SEC Settles Charges Against Fish Oil Manufacturer for Misrepresenting Compliance with Loan Covenants
Aug. 29, 2019
File No. 3-19398
August 29, 2019 - The Securities and Exchange Commission today announced the institution of settled cease-and-desist proceedings against a Houston-based manufacturer and distributor of omega-3 fish oils, Omega Protein Corporation ("Omega"), for misrepresenting its compliance with federal loan covenants in its SEC filings. Omega agreed to settle these charges without admitting or denying the findings in the SEC's order.
According to the SEC's order, Omega obtained loans from the federal government, which provided or guaranteed loans to the company as part of a broader program to support the national fishing and aquaculture industry. In January 2017, Omega pleaded guilty to violations of the Clean Water Act and admitted that, on two dates in 2014 and 2016, it discharged pollutants into the waters of the United States. As alleged in the SEC's order, this conduct violated Omega's federal loan covenants, which required compliance with applicable federal environmental laws. The order finds that, in its 2014 annual report and three quarterly reports filed with the SEC in 2015, Omega falsely represented that it was in compliance with all of its federal loan covenants, including those requiring compliance with federal environmental laws. The company's violation of its loan covenants was a default, according to the order, that could have required Omega to pay accelerated interest under its outstanding loan agreements. Because Omega misrepresented its covenant compliance in its annual and quarterly reports, investors were not informed of Omega's exposure to accelerated interest charges.
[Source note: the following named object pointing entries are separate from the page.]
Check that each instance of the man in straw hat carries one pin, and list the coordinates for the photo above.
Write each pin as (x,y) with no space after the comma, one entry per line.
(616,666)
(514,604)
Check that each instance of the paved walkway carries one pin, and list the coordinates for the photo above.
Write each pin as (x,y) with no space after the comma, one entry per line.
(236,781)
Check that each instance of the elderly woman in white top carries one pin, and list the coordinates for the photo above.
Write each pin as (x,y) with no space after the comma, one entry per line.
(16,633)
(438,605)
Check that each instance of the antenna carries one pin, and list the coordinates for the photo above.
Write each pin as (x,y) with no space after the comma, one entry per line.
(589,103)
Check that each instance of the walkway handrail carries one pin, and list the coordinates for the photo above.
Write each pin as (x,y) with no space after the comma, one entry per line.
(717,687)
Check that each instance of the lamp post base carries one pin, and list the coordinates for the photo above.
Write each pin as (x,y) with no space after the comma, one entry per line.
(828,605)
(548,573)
The order finds that Omega violated the antifraud provisions of Section 17(a)(2) of the Securities Act of 1933 and the reporting provisions of Section 13(a) of the Securities Exchange Act of 1934 and Rules 13a-1 and 13a-13 thereunder, orders Omega to cease and desist from committing or causing any future violations of these provisions, and orders Omega to pay a civil penalty of $400,000.
The SEC's investigation was conducted by Patrick L. Feeney and Kevin Guerrero, with assistance from Peter Rosario, and supervised by Antonia Chion.